Из степи едва доносился мерный, однообразный топот. Эти звуки неслись со стороны Соленого озера. Лошадей было две. Обе шли собачьей рысью, «тропом». Одна ступала тяжелее, — значит, она была под всадником, другая легче — ее вели в поводу. Стремя звякало по временам, может быть, оно задевало за окову какого-нибудь оружия.

Тихий заунывный напев пронесся над озером, усталый конь фыркнул и споткнулся. Песня становилась все громче, но мглистое, туманное утро скрывало путника. Вот на самом почти берегу показались темные силуэты, отразились в озере кверху ногами, исчезли, загороженные зарослями камыша. Появились вновь.

— Про поле поет, про дороги, — шепнул Заметайлов.

Пугачев согласно кивнул: он понимал по-киргизски.
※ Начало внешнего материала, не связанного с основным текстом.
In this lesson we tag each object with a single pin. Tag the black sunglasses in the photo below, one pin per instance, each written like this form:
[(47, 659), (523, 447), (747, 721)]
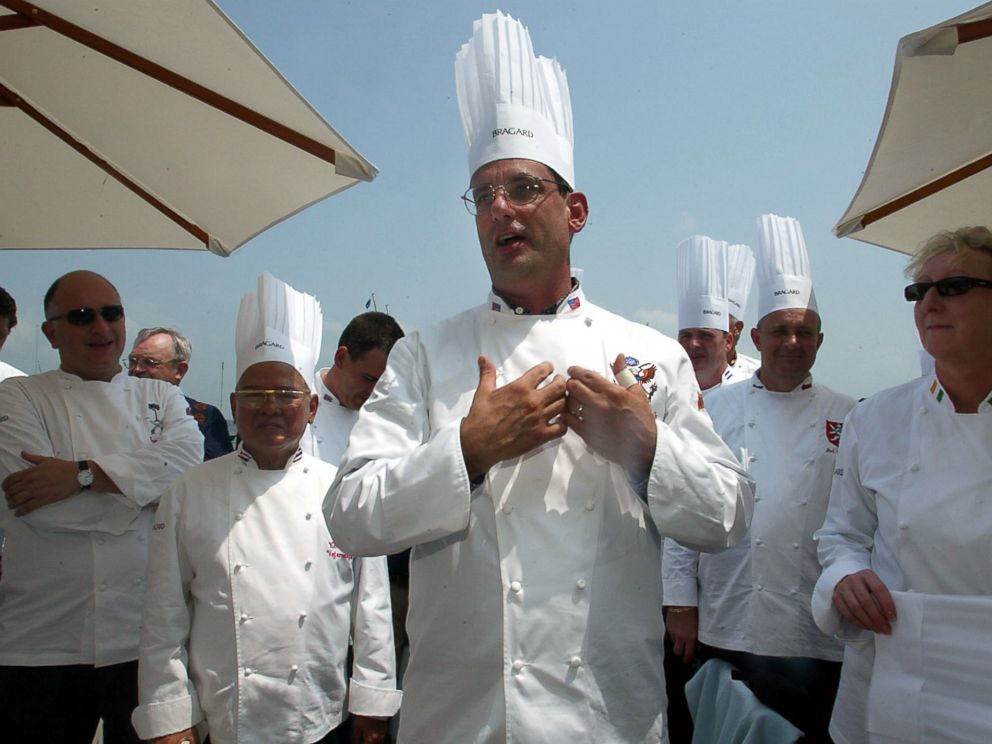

И если всадник воспевал поле, по которому аллах рассеял много дорог, то по тому полю, по которому он ехал сам, не пролегало ни одной. Киргиз не заблудился. Он был слишком опытен, чтобы заблудиться. Он хорошо знал степные просторы, знал все их капризы и особенности. Довольно было только взглянуть на этого всадника и его лошадей, на его вьюки, притороченные опытной рукой, чтоб признать в нем истинного степняка.

Дозорные выскочили из камыша так внезапно, что киргиз даже не успел натянуть поводья, и испуганный конь, метнувшись вбок, чуть не сбросил его с седла. Но, справившись с конем, он спокойно, с достоинством сказал:

— Салям алейкум, добрые люди!

— Алейкум салям, — ответили казаки и стали вблизи разглядывать киргиза.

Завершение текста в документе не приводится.